Making young kids more grateful

Jeffrey Froh is a pioneering researcher of gratitude in youth. He and colleagues tested a new kind of gratitude curriculum for elementary school children (ages 8 to 11), the youngest studied thus far.

First, children learned about the three types of appraisals that make us feel grateful:

  • That someone has intentionally done something to benefit us
  • That providing this benefit was costly to them
  • That the benefit is valuable to us

After one week of daily half-hour lessons, these students showed significant increases in grateful thinking and grateful mood—meaning that the lessons worked. Also, when all the children were given the chance to write thank-you notes to the PTA after a presentation, the students wrote 80 percent more notes than kids who didn’t receive the lessons, showing that their enhanced gratitude translated into more grateful behavior.
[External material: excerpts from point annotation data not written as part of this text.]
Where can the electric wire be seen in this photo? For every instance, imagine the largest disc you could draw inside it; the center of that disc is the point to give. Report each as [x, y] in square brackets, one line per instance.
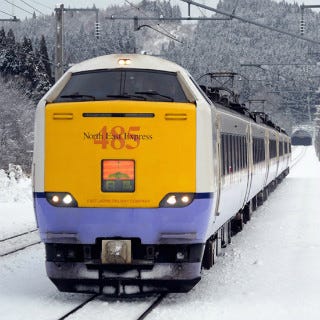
[167, 33]
[27, 4]
[18, 7]
[41, 4]
[245, 20]
[7, 13]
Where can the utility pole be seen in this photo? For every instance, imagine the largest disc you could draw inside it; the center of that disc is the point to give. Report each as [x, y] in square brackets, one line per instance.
[14, 19]
[59, 43]
[59, 35]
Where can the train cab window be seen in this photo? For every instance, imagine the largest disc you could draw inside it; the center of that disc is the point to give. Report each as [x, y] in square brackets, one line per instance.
[128, 84]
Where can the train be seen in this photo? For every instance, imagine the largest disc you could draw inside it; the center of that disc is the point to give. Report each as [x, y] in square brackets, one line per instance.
[141, 175]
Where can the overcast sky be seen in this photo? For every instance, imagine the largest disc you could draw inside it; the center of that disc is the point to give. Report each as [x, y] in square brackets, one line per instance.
[10, 7]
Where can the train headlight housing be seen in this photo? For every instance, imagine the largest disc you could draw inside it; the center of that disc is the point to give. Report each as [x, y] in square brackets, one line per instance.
[176, 200]
[61, 199]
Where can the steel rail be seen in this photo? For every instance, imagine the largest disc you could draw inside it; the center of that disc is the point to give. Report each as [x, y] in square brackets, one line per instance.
[153, 306]
[80, 306]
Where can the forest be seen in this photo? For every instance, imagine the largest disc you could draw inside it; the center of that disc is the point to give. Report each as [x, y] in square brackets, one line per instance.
[275, 72]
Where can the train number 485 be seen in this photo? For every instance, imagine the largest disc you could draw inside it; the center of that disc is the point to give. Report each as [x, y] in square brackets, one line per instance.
[119, 138]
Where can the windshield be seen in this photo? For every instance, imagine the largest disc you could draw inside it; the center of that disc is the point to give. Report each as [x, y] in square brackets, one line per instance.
[129, 84]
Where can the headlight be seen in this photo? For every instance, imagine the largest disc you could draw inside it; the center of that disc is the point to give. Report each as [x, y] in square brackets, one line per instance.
[176, 200]
[61, 199]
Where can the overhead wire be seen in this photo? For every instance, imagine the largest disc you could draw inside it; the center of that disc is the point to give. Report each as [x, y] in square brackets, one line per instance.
[167, 33]
[40, 4]
[7, 14]
[18, 7]
[27, 4]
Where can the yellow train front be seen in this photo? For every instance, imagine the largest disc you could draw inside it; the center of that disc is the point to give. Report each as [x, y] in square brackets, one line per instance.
[114, 171]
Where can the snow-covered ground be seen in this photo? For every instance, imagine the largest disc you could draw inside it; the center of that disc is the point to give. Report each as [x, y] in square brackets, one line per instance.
[270, 271]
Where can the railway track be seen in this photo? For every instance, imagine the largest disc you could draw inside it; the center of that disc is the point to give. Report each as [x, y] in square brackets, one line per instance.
[143, 315]
[19, 242]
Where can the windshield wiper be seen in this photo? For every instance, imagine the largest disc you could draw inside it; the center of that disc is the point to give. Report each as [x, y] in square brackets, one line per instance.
[78, 96]
[126, 96]
[154, 93]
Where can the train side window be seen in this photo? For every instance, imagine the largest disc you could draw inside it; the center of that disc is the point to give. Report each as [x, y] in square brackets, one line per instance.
[245, 152]
[229, 154]
[222, 154]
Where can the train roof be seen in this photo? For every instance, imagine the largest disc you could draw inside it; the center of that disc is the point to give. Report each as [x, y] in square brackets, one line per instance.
[230, 102]
[136, 61]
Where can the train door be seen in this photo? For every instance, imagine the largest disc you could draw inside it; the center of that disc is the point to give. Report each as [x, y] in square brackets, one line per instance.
[218, 162]
[249, 166]
[266, 156]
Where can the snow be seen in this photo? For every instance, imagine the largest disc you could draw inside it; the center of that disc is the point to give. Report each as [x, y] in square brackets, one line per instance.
[270, 271]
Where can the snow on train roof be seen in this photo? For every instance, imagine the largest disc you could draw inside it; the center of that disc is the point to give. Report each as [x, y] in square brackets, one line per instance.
[137, 61]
In the second part of the study, researchers delivered the curriculum over five weeks, with one lesson per week. The students’ outcomes were tested right after the program ended and then several more times, up to five months later.

Compared to kids who didn’t get the lessons in gratitude, these children showed steady increases in grateful thinking, gratitude, and positive emotions over time. In fact, the differences between the two groups were greatest five months after the program ended, indicating that the gratitude lessons had lasting effects.

Overall, this study suggests that even young students can learn to look at the world through more grateful eyes—and that they may become not only more appreciative but also happier as a result.

Working with at-risk youth

In another recent study, Mindy Ma and colleagues looked at gratitude in a very different kind of population than those used in previous youth gratitude studies: African-American adolescents (ages 12 -14) in low-income, low-performing urban schools.

They wanted to know if, in this kind of high-risk environment, gratitude would help protect them from stresses they faced at home and school. The researchers surveyed almost 400 students from three different middle schools to see if they felt grateful emotion in response to things others do that benefit them (which researchers call “moral-affect” gratitude) or if they tended to focus on and appreciate the positives in our lives and the world (called “life-orientation” gratitude for short).

The researchers found that those who were more likely to feel grateful to others also scored higher on academic interest, grades, and extracurricular involvement; those who appreciated the positives in general scored lower on risky behaviors like drug use and sexual attitudes and activity. One factor, positive family relationships, was associated with both types of gratitude. In other words, at least for this group of students, moral-affect gratitude seemed to enhance the positive conditions of their lives, while life-orientation gratitude seemed to buffer against some common high-risk pitfalls.

Of course, this study couldn’t determine whether gratitude actually caused the good outcomes (or vice versa). But it did provide promising evidence that gratitude can play a critical role in protecting at-risk adolescents’ from the difficulties of their lives, possibly by broadening their mindsets and building their personal resources and coping skills.

Future studies should include experiments with programs—such as Froh’s new curriculum, perhaps—to test the effects of teaching gratitude in at-risk populations as well. Which might give us all something more to celebrate on Thanksgiving!